On Wed, Jul 17, 2002 at 03:29:46PM +0100, Alberto Manuel Brand?o Sim?es wrote:
> Hi
> 
> Some of you (Dan) knows that I'm working on a project to generate Parrot
> code from a specification programming language. 
> 
> On these language, data-structures are very similar with mathematical
> constructs. I will need a finite mapping (or finite function) which maps
> objects (any type) to objects (any type).
> 
> At the moment, PerlHash maps Strings to PMC's (well.. anything which can
> be converted to string to PMC's). The question for comments is: will
> perlHash do what I want, or should I investigate on a new PMC?

My opinion: rename the current PerlHash to Hash, and create a new PMC
PerlHash that does PMC->PMC mappings.
 
> And, if I should write a new PMC, some idea for the hash function?
> (compare each with eachother is not efficient).

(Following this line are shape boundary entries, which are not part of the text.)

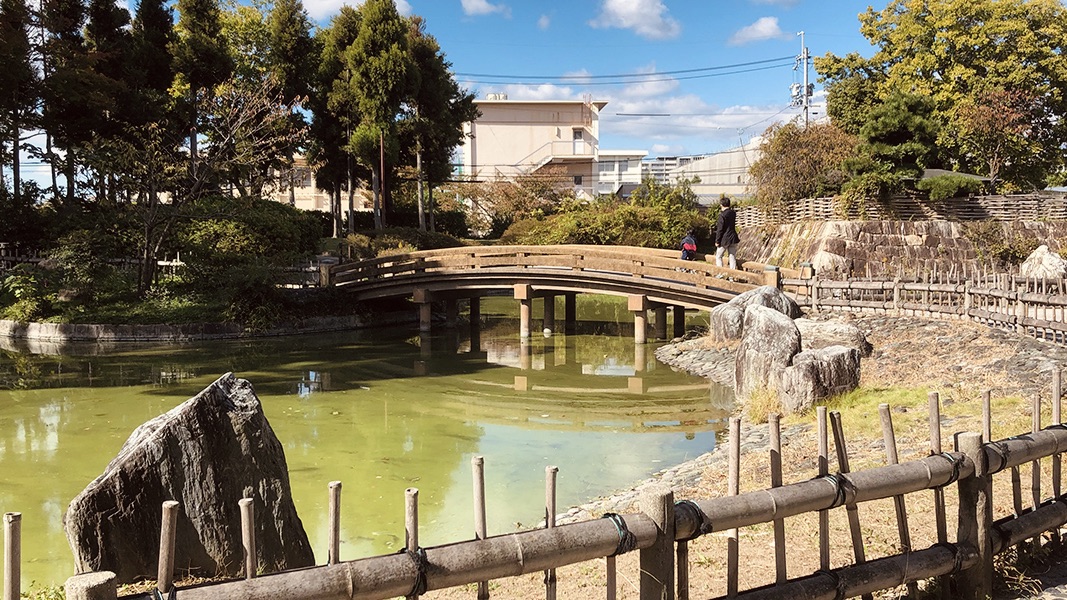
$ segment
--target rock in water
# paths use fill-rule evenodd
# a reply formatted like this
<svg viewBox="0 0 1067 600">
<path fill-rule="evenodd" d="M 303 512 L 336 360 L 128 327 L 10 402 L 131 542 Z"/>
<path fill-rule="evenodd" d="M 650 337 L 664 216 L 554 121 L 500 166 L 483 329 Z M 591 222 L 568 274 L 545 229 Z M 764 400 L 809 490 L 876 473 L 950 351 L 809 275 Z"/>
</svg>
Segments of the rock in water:
<svg viewBox="0 0 1067 600">
<path fill-rule="evenodd" d="M 282 444 L 252 384 L 227 373 L 138 427 L 103 474 L 70 502 L 64 528 L 75 568 L 113 571 L 120 583 L 155 579 L 161 507 L 176 500 L 175 568 L 238 575 L 242 498 L 255 500 L 260 571 L 315 564 Z"/>
</svg>

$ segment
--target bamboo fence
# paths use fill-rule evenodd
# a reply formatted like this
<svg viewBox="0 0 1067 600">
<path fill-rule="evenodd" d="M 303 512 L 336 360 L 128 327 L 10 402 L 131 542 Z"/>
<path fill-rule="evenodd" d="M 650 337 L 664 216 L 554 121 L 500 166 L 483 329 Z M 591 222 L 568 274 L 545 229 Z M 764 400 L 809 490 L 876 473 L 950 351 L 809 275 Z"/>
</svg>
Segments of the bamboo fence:
<svg viewBox="0 0 1067 600">
<path fill-rule="evenodd" d="M 689 570 L 692 568 L 687 543 L 702 536 L 723 533 L 728 536 L 727 593 L 721 598 L 822 599 L 872 597 L 874 593 L 898 586 L 914 588 L 918 582 L 938 581 L 944 597 L 980 599 L 991 594 L 992 559 L 996 554 L 1015 547 L 1032 549 L 1052 532 L 1049 542 L 1058 540 L 1058 528 L 1067 523 L 1067 503 L 1061 495 L 1061 458 L 1067 449 L 1067 427 L 1061 419 L 1061 374 L 1053 374 L 1051 407 L 1035 400 L 1033 428 L 1007 439 L 990 441 L 989 394 L 984 394 L 983 432 L 957 433 L 953 452 L 941 449 L 945 438 L 940 416 L 940 400 L 929 395 L 928 455 L 906 462 L 896 461 L 896 443 L 888 405 L 879 407 L 886 440 L 887 460 L 882 467 L 850 471 L 848 452 L 837 411 L 827 414 L 818 410 L 818 475 L 793 484 L 781 483 L 781 441 L 777 415 L 768 421 L 770 453 L 770 486 L 766 489 L 738 493 L 740 422 L 732 419 L 729 428 L 729 495 L 711 500 L 674 501 L 664 487 L 651 488 L 640 501 L 640 511 L 605 515 L 577 523 L 556 524 L 555 479 L 558 469 L 545 470 L 545 523 L 543 527 L 495 537 L 484 532 L 483 461 L 472 461 L 475 493 L 474 539 L 433 548 L 418 546 L 418 490 L 405 492 L 405 544 L 400 553 L 355 560 L 339 560 L 337 547 L 331 542 L 328 564 L 300 570 L 270 574 L 255 573 L 251 567 L 243 579 L 184 587 L 178 597 L 186 600 L 244 598 L 250 600 L 286 597 L 310 599 L 381 599 L 403 596 L 418 598 L 423 594 L 448 587 L 472 585 L 472 597 L 490 597 L 488 582 L 544 572 L 546 598 L 556 593 L 555 569 L 588 560 L 604 565 L 602 594 L 616 598 L 615 558 L 637 551 L 640 558 L 641 599 L 689 598 Z M 1041 427 L 1040 413 L 1050 409 L 1053 425 Z M 829 416 L 829 423 L 827 417 Z M 830 472 L 829 432 L 832 430 L 838 469 Z M 1042 461 L 1051 461 L 1051 481 L 1042 483 Z M 1023 505 L 1024 493 L 1019 469 L 1030 467 L 1030 489 L 1033 502 Z M 1010 473 L 1012 491 L 998 494 L 994 503 L 993 475 Z M 1001 479 L 1003 480 L 1003 479 Z M 952 512 L 955 526 L 946 522 L 944 491 L 955 487 Z M 340 527 L 336 516 L 340 485 L 330 483 L 331 519 L 335 539 Z M 905 503 L 897 499 L 909 494 L 930 494 L 936 508 L 937 542 L 922 549 L 911 548 Z M 1051 495 L 1048 495 L 1051 493 Z M 891 501 L 895 504 L 899 552 L 869 559 L 864 537 L 860 534 L 858 507 L 865 503 Z M 245 503 L 246 504 L 246 503 Z M 827 515 L 844 509 L 851 533 L 854 559 L 830 562 Z M 993 520 L 997 512 L 1007 516 Z M 160 528 L 158 586 L 153 594 L 134 596 L 138 600 L 166 596 L 173 587 L 174 520 L 176 503 L 164 504 Z M 790 552 L 778 524 L 786 519 L 814 514 L 819 518 L 819 568 L 801 577 L 786 577 L 786 563 L 798 557 Z M 11 514 L 9 514 L 11 515 Z M 242 518 L 242 531 L 254 530 L 254 516 Z M 13 521 L 5 518 L 5 524 Z M 737 532 L 748 527 L 773 525 L 775 530 L 776 577 L 774 583 L 738 589 Z M 5 528 L 5 542 L 10 537 Z M 255 540 L 245 534 L 246 565 L 255 565 Z M 18 556 L 17 548 L 9 548 L 5 556 Z M 795 569 L 794 569 L 795 570 Z M 17 572 L 17 565 L 6 565 L 5 572 Z M 11 583 L 7 587 L 11 587 Z M 504 587 L 506 582 L 499 582 Z M 15 590 L 18 587 L 14 587 Z M 16 591 L 17 594 L 17 591 Z M 499 593 L 508 597 L 507 591 Z M 114 598 L 114 575 L 86 573 L 67 582 L 68 600 Z M 7 600 L 5 598 L 4 600 Z M 14 600 L 12 598 L 12 600 Z"/>
</svg>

Efficiency is the least of your concerns. Just because two PMC's hash
to the same value doesn't mean they are equal. For correctness, you
still have to do an equality check. (Unless you use a 128-bit
cryptographically secure hash function, and somehow get every PMC to
implement it correctly.)

And then you have to figure out what to do about the problem of PMCs
being mutable -- what happens if their hash values change after you've
stuck them into the hashtable? If you cache a PMC's hash value, do you
cache it in the hashtable or the PMC?

And finally, a nitpicky issue that doesn't need to behave nicely but
probably shouldn't crash: what happens if calling a PMC's ->hash or
->is_equal vtable entry mutates the PMC?